Tue 8 Dec 2009
Missing the ‘Mad Men’ Train
Posted by TJ under Don Draper, Mad Men, Ossining
Thanks to Netflix and the woeful state of primetime television, The Missus and I have been checking out the first season of Mad Men on DVD this week.
Generally speaking, I’m a second season sort of guy. I need to listen to a groundswell of people tell me what a great show something is during the first season (The Sopranos, Entourage) before I start tuning in for the second season.
So that makes the Mad Men season one viewing more fun, especially when we know that much more about the characters, their secrets, their back stories, their fates.
I noticed the commuter train plays a much bigger part in the first three episodes. Clearly the creators are trying to show the great discrepancy between the shimmering city to the south and the sleepy burbs to the north, with that hurtling, dark, smoky train connecting the two worlds.
The pilot had Don Draper stepping off in Ossining and stumbling to his giant car, and episode three had him mocking a Volkswagen Beetle ad in the paper, then being spotted by an old army buddy who outs him as Dick Whitman. Later in the episode, Draper is unwinding with a smoke on the train when a friendly conductor hands him a newspaper he’s dropped. Draper/Whitman slips the conductor a ticket the size of a dollar bill. Still later, he’s to pick up a birthday cake for his lispy kid when he goes AWOL. Drunk, he wakes up in his car with the red lights of a train crossing reflecting off the windshield, a train flying by.

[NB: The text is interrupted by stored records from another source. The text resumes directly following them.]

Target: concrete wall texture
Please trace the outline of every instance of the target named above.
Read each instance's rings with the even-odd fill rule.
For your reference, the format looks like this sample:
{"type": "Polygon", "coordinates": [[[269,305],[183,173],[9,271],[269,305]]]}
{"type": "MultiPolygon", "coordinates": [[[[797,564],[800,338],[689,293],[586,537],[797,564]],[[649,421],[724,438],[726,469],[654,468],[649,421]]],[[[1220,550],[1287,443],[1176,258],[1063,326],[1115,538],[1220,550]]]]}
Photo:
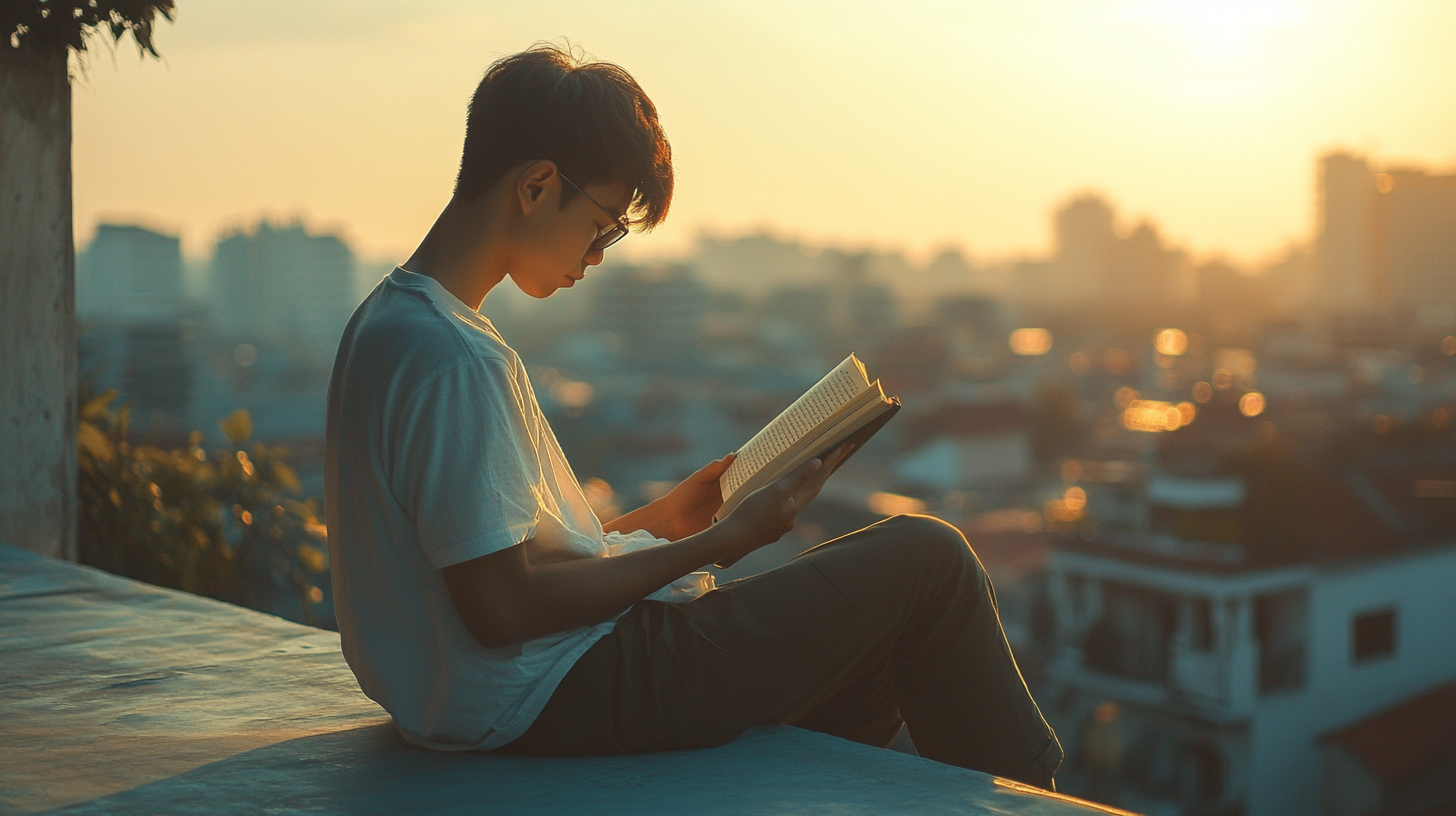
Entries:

There’s much less Metro-North, or whatever it was in the early ’60s, in the subsequent seasons of Mad Men. Presumably the creators were less obsessed with the great divide between city and suburbs, and more interested in developing the characters they’d had some time to flesh out. (Mind you, there is one memorable recent episode where one of Don’s young paramours–the guy gets around more than Tiger Woods–ambushes him on the train before jumping off at the next stop.)
Too bad–the train scenes are terrific.